Introduction
Lack of resources, including availability of nest substrates and food, can limit abundances of small mammals and birds (Aitken & Martin, 2012; Berthier, Leippert, Fumagalli, & Arlettaz, 2012; Hanski, Hansson, & Henttonen, 1991). In turn, predators are frequently limited by prey availability and increases in abundance of small mammals, at least locally, can support increased predator numbers albeit temporally lagged behind abundances of their prey (Hanski et al., 1991). Artificially increasing resources, including structural habitat (e.g. nest boxes), can provide a unique opportunity to examine intrinsic increases in abundances of the targeted population but also potential responses of the broader vertebrate community, including predators (Aitken & Martin, 2012; Cockle & Martin, 2015; Dunn, 1977). Yet, studies of wild small mammal (<1 kg) population response to increases in structural habitat and the potential responses of predators and competitors remains relatively scarce (Newton, 1994).

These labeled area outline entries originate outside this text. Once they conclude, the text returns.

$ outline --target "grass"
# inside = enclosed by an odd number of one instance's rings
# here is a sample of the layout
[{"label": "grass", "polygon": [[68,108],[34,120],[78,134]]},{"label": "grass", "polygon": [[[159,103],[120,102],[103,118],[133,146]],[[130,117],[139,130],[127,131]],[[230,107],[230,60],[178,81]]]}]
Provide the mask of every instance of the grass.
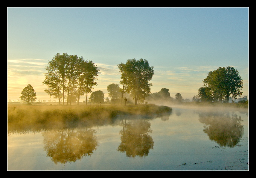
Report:
[{"label": "grass", "polygon": [[8,104],[7,123],[8,131],[102,125],[123,116],[155,118],[172,110],[171,107],[152,104],[126,106]]}]

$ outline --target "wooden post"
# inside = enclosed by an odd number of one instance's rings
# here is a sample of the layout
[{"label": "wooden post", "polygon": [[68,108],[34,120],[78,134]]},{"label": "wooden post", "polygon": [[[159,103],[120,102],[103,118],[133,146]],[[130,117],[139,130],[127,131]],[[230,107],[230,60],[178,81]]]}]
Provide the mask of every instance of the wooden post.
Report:
[{"label": "wooden post", "polygon": [[126,99],[126,97],[125,97],[125,106],[126,106],[126,101],[127,101],[127,99]]}]

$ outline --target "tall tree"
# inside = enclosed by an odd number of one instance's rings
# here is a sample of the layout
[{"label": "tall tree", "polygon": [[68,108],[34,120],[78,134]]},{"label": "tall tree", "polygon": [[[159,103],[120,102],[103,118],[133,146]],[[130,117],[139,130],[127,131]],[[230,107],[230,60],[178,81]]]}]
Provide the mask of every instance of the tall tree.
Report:
[{"label": "tall tree", "polygon": [[98,90],[91,93],[89,100],[95,103],[104,103],[104,93],[101,90]]},{"label": "tall tree", "polygon": [[207,77],[203,81],[204,86],[211,90],[214,98],[222,102],[225,99],[228,103],[229,96],[233,99],[240,97],[243,87],[243,80],[238,71],[233,67],[219,67],[209,72]]},{"label": "tall tree", "polygon": [[61,99],[62,98],[61,92],[61,77],[58,72],[55,65],[53,62],[49,62],[49,65],[46,67],[46,71],[44,73],[45,79],[43,82],[43,84],[46,85],[47,88],[44,91],[50,97],[59,100],[59,104],[61,104]]},{"label": "tall tree", "polygon": [[127,74],[126,73],[125,64],[123,63],[119,64],[117,65],[118,68],[121,72],[121,80],[120,80],[120,84],[123,85],[123,87],[121,89],[121,104],[123,103],[123,94],[128,92],[129,88],[128,87],[127,77]]},{"label": "tall tree", "polygon": [[213,99],[211,95],[210,89],[207,86],[199,88],[198,96],[203,102],[212,102]]},{"label": "tall tree", "polygon": [[[146,96],[150,93],[152,85],[149,83],[154,70],[146,59],[137,60],[134,58],[128,59],[126,63],[118,65],[121,72],[121,79],[125,84],[126,90],[133,97],[135,104],[138,100],[143,101]],[[120,66],[120,67],[119,67]]]},{"label": "tall tree", "polygon": [[119,84],[117,83],[111,83],[109,84],[107,87],[107,90],[108,92],[108,96],[111,97],[111,99],[119,98],[121,96],[121,91],[119,86]]},{"label": "tall tree", "polygon": [[92,60],[82,61],[79,66],[79,75],[78,79],[78,90],[76,97],[78,104],[81,96],[86,94],[85,104],[87,105],[88,95],[91,92],[93,87],[97,84],[96,81],[101,74],[100,70]]},{"label": "tall tree", "polygon": [[57,53],[54,56],[53,60],[49,62],[49,63],[51,63],[52,65],[54,66],[61,77],[62,104],[63,105],[64,104],[64,93],[66,87],[65,86],[65,83],[66,81],[66,77],[69,67],[69,55],[66,53],[63,53],[62,55],[60,54],[59,53]]},{"label": "tall tree", "polygon": [[28,104],[29,102],[33,102],[37,100],[37,93],[30,84],[28,84],[23,89],[21,94],[21,95],[20,97],[20,99]]},{"label": "tall tree", "polygon": [[[92,61],[85,61],[82,57],[67,53],[57,53],[46,67],[45,79],[43,82],[48,88],[45,91],[55,98],[67,98],[67,104],[76,98],[78,104],[80,97],[91,92],[95,80],[100,74],[99,69]],[[61,92],[61,91],[62,92]],[[65,95],[66,94],[66,95]],[[61,95],[62,96],[61,96]]]},{"label": "tall tree", "polygon": [[181,94],[180,93],[178,93],[175,95],[175,100],[178,102],[181,103],[183,99]]}]

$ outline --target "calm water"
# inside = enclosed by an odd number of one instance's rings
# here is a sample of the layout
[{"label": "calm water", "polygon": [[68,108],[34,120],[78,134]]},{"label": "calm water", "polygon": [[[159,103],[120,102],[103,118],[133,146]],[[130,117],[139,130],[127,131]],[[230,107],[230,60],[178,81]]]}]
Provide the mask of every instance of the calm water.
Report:
[{"label": "calm water", "polygon": [[8,170],[247,170],[248,110],[173,108],[162,118],[12,133]]}]

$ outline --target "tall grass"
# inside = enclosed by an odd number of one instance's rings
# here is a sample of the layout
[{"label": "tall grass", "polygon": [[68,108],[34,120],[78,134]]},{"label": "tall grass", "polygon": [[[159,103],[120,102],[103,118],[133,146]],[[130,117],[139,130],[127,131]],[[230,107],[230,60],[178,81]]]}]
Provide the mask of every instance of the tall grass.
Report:
[{"label": "tall grass", "polygon": [[9,130],[47,129],[80,125],[102,125],[123,116],[154,117],[172,108],[154,104],[120,106],[8,105]]}]

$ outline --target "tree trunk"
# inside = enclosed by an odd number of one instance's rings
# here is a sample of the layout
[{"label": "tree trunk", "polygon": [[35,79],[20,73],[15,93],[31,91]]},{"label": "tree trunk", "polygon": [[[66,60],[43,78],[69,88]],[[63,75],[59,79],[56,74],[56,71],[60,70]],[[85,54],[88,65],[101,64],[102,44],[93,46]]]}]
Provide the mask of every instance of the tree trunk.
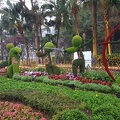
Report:
[{"label": "tree trunk", "polygon": [[[39,45],[38,45],[38,25],[37,25],[37,23],[35,23],[34,27],[35,27],[35,48],[38,50]],[[39,58],[36,56],[36,65],[38,65],[38,64],[39,64]]]},{"label": "tree trunk", "polygon": [[[104,21],[105,21],[105,39],[109,36],[109,31],[110,31],[109,30],[109,10],[110,9],[108,8],[108,5],[109,5],[108,0],[102,0]],[[110,44],[108,44],[108,54],[111,55],[111,46],[110,46]]]},{"label": "tree trunk", "polygon": [[93,56],[97,55],[97,1],[92,3]]}]

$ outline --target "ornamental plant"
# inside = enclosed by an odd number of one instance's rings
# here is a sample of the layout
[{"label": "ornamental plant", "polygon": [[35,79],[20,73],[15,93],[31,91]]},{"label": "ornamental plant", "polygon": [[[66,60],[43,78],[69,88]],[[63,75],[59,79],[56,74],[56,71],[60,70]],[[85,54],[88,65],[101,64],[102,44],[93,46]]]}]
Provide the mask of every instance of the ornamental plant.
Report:
[{"label": "ornamental plant", "polygon": [[13,43],[8,43],[6,49],[9,52],[7,76],[11,78],[15,73],[19,73],[19,54],[22,50],[19,47],[14,47]]},{"label": "ornamental plant", "polygon": [[80,48],[81,44],[82,44],[82,38],[79,35],[75,35],[72,38],[72,47],[65,49],[65,52],[67,53],[77,52],[78,54],[78,59],[75,59],[72,63],[72,72],[74,76],[77,76],[78,67],[81,73],[84,73],[84,70],[85,70],[85,59]]},{"label": "ornamental plant", "polygon": [[0,101],[0,120],[47,120],[40,111],[20,103]]}]

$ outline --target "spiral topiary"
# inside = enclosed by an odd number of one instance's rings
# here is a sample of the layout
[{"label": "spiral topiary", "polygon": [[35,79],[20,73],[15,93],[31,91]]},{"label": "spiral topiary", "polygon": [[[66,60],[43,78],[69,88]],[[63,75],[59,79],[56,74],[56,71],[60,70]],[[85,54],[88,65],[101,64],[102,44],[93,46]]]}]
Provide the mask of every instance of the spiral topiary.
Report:
[{"label": "spiral topiary", "polygon": [[19,47],[14,47],[12,43],[8,43],[6,49],[9,52],[7,75],[11,78],[15,73],[19,73],[19,54],[22,50]]}]

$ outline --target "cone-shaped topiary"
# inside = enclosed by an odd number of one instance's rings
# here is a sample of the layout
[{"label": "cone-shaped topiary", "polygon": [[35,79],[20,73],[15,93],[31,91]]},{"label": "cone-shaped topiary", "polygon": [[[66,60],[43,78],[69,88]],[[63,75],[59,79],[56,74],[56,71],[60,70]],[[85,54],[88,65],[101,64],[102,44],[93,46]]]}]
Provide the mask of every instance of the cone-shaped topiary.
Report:
[{"label": "cone-shaped topiary", "polygon": [[75,35],[72,38],[72,45],[74,47],[79,47],[82,44],[82,38],[79,35]]},{"label": "cone-shaped topiary", "polygon": [[12,43],[6,45],[9,50],[7,75],[12,77],[13,74],[19,73],[19,54],[22,50],[19,47],[14,47]]}]

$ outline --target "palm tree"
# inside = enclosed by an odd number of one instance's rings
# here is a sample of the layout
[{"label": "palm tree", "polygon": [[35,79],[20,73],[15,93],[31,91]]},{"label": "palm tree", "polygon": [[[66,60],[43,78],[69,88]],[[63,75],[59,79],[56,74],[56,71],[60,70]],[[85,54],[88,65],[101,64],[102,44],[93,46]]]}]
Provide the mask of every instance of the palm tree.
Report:
[{"label": "palm tree", "polygon": [[[93,56],[97,55],[97,4],[99,0],[82,0],[84,7],[92,7]],[[88,8],[88,9],[89,9]]]},{"label": "palm tree", "polygon": [[75,20],[76,35],[79,35],[78,12],[79,12],[79,7],[77,4],[77,0],[74,0],[74,1],[72,1],[72,14],[73,14],[74,20]]},{"label": "palm tree", "polygon": [[28,62],[28,59],[29,59],[28,45],[27,45],[25,37],[24,37],[23,16],[21,15],[24,12],[24,8],[21,3],[16,3],[16,4],[12,5],[12,3],[9,0],[7,1],[7,4],[8,4],[8,8],[5,7],[3,9],[4,14],[1,17],[2,27],[4,29],[12,31],[12,34],[16,34],[17,31],[21,34],[23,43],[26,48],[27,63],[29,64],[29,62]]},{"label": "palm tree", "polygon": [[[110,29],[109,29],[109,0],[102,0],[102,7],[103,7],[103,15],[104,15],[104,22],[105,22],[105,39],[109,36]],[[111,46],[108,44],[108,54],[111,55]]]}]

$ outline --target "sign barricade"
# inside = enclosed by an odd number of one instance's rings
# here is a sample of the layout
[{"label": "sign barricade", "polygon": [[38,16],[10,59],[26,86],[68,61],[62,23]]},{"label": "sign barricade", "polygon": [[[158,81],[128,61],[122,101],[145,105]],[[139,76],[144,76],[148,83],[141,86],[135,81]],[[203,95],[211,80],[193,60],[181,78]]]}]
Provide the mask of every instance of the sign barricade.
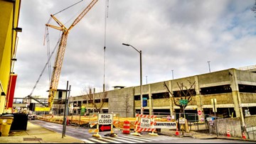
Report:
[{"label": "sign barricade", "polygon": [[[135,133],[131,133],[131,135],[142,136],[139,133],[142,131],[151,131],[152,133],[149,133],[149,135],[158,135],[157,133],[154,133],[154,132],[156,131],[156,128],[151,128],[151,126],[156,123],[154,119],[156,118],[156,116],[137,113],[136,114],[136,128],[134,128]],[[140,118],[140,121],[139,121],[139,118]]]},{"label": "sign barricade", "polygon": [[[92,116],[96,116],[93,115]],[[93,134],[93,137],[101,138],[100,135],[99,135],[99,132],[101,131],[110,131],[111,133],[109,135],[110,136],[117,136],[116,133],[113,132],[113,124],[119,123],[117,121],[113,121],[113,115],[107,114],[107,113],[98,113],[97,114],[97,121],[93,122],[90,124],[90,126],[92,128],[94,126],[97,125],[96,129],[89,129],[89,133],[97,133],[96,134]]]}]

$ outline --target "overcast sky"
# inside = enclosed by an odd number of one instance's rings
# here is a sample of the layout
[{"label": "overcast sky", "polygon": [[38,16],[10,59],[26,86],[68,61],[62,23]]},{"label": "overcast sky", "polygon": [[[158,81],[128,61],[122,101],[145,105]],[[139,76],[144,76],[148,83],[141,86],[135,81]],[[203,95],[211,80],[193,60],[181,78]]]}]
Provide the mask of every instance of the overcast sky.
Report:
[{"label": "overcast sky", "polygon": [[[43,42],[50,14],[79,1],[21,1],[15,97],[31,94],[47,62],[48,45]],[[83,0],[55,16],[69,28],[90,2]],[[139,86],[139,53],[122,43],[142,51],[143,84],[172,79],[172,74],[178,79],[208,73],[208,64],[212,72],[255,65],[256,18],[250,10],[255,3],[109,0],[107,4],[107,0],[99,0],[68,34],[58,89],[65,89],[68,81],[70,96],[78,96],[88,87],[101,92],[104,82],[107,90],[114,86]],[[58,26],[53,19],[50,24]],[[52,28],[48,32],[51,52],[62,32]],[[50,67],[55,57],[55,52]],[[48,97],[48,72],[47,67],[33,96]]]}]

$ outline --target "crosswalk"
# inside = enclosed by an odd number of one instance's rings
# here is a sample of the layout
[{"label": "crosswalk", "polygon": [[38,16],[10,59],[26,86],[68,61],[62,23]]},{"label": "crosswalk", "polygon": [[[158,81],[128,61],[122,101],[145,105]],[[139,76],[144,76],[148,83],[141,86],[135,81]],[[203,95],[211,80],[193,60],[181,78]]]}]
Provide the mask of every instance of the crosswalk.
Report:
[{"label": "crosswalk", "polygon": [[[169,138],[175,139],[178,138],[169,137]],[[117,137],[91,138],[81,140],[86,143],[144,143],[163,139],[161,137],[145,138],[134,135],[118,135]]]}]

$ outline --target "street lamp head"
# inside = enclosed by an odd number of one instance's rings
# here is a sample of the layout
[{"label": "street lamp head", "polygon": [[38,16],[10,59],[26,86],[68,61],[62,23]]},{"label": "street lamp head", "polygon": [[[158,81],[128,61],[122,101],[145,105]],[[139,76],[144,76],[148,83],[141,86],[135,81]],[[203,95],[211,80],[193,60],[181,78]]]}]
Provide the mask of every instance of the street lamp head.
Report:
[{"label": "street lamp head", "polygon": [[129,45],[130,45],[126,44],[126,43],[122,43],[122,45],[126,45],[126,46],[129,46]]}]

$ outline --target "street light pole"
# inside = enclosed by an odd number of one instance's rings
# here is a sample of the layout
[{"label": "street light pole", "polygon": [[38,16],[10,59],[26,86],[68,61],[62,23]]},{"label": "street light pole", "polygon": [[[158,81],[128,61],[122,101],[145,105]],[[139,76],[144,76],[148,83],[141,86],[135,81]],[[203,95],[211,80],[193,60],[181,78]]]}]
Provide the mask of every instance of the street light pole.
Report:
[{"label": "street light pole", "polygon": [[141,114],[143,114],[143,96],[142,96],[142,50],[138,50],[134,47],[133,47],[132,45],[122,43],[122,45],[126,46],[131,46],[136,51],[137,51],[139,53],[139,67],[140,67],[140,99],[141,99]]},{"label": "street light pole", "polygon": [[174,70],[171,70],[171,74],[172,74],[173,79],[174,79]]},{"label": "street light pole", "polygon": [[210,61],[208,61],[207,62],[208,62],[208,66],[209,66],[209,72],[210,72]]}]

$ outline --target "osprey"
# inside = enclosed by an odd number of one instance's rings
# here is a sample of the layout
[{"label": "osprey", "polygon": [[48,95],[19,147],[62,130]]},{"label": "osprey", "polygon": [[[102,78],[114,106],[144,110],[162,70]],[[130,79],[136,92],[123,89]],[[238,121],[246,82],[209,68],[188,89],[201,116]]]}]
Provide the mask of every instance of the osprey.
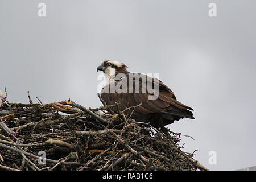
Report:
[{"label": "osprey", "polygon": [[[195,119],[193,110],[179,102],[174,92],[161,81],[149,76],[130,73],[123,63],[106,60],[97,68],[102,71],[107,84],[101,97],[107,105],[119,103],[121,110],[135,106],[132,118],[150,122],[157,128],[180,118]],[[116,110],[115,110],[116,111]]]}]

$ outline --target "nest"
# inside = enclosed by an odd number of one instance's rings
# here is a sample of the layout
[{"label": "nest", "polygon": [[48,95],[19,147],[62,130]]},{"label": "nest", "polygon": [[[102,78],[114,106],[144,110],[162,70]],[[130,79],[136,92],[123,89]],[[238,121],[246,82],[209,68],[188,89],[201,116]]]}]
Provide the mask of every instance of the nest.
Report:
[{"label": "nest", "polygon": [[[0,101],[0,170],[207,170],[181,150],[180,133],[130,119],[118,104]],[[7,96],[7,94],[6,94]],[[131,113],[131,112],[130,112]]]}]

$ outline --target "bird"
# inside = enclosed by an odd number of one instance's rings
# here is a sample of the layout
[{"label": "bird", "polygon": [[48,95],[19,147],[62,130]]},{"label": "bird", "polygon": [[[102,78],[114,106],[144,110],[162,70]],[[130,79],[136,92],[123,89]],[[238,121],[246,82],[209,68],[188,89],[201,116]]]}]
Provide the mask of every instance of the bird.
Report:
[{"label": "bird", "polygon": [[100,93],[106,104],[118,103],[120,110],[132,107],[131,118],[158,129],[181,118],[195,119],[193,109],[178,101],[171,89],[160,80],[145,74],[130,73],[127,68],[125,64],[110,60],[97,68],[106,78],[106,85]]}]

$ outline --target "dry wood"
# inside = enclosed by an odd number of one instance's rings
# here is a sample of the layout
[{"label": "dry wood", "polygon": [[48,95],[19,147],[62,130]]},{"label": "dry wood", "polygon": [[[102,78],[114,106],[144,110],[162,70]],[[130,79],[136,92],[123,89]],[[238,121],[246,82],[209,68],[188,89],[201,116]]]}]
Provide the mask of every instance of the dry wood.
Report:
[{"label": "dry wood", "polygon": [[194,152],[181,151],[180,133],[167,136],[130,119],[139,105],[121,111],[98,95],[104,106],[87,109],[69,100],[35,103],[28,95],[30,104],[22,104],[0,94],[1,170],[207,170]]}]

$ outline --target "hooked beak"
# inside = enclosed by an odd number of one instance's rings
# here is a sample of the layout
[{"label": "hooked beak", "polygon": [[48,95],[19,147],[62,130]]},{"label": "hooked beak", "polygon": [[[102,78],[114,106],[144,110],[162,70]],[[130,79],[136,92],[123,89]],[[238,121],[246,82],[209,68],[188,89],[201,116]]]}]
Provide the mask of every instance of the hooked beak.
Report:
[{"label": "hooked beak", "polygon": [[102,66],[102,65],[98,66],[97,68],[97,72],[98,72],[98,70],[100,70],[100,71],[102,71],[104,72],[104,71],[106,69],[106,68],[105,67]]}]

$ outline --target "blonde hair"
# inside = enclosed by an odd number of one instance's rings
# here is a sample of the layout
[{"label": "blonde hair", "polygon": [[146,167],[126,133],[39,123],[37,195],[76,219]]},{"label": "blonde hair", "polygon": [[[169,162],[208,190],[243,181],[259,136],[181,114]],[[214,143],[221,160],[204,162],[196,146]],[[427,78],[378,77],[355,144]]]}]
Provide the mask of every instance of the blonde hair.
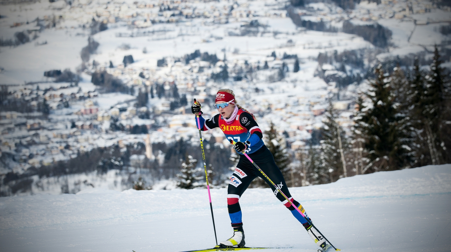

Predators can reduce abundances of their prey directly through predation (lethal) and indirectly by inducing non-lethal behavioral constraints to foraging, resting, and reproduction (Preisser, Bolnick, & Benard, 2005). Prey can exhibit differential responses to predator foraging mode, including active avoidance of locations where active seeking predators (e.g. weasels, Mustela spp. ; (King & Powell, 2007) have visited or relying on indirect cues, such as overhead cover and light intensity to select areas with high overhead cover to reduce risk while foraging from sedentary ambush predators such as most forest owls (Jaksić & Carothers, 1985; Jędrzejewski & Jędrzejewska, 1990; Jędrzejewski, Rychlik, & Jędrzejewska, 1993; Kotler, Brown, & Hasson, 1991). Prey vulnerability to predators exhibiting different foraging modes may thus vary depending on where encounters occur, whether at prey resting or foraging sites.
The timing and extent of biological phenomena and the statistical models used to interpret can be sensitive to the period in which observations are made (Steenweg, Hebblewhite, Whittington, Lukacs, & McKelvey, 2018). Continuous monitoring, such as remote camera or video devices, enables varying the temporal grain of observation (e.g., time-bin width of 1-hour vs. 1-day), providing insights into statistical sensitivity but also potentially to observed biological phenomenon. The decision to bin continuous data to a coarser temporal grain is often arbitrary or based on properties of statistical models rather than biological phenomena (Sollmann, 2018).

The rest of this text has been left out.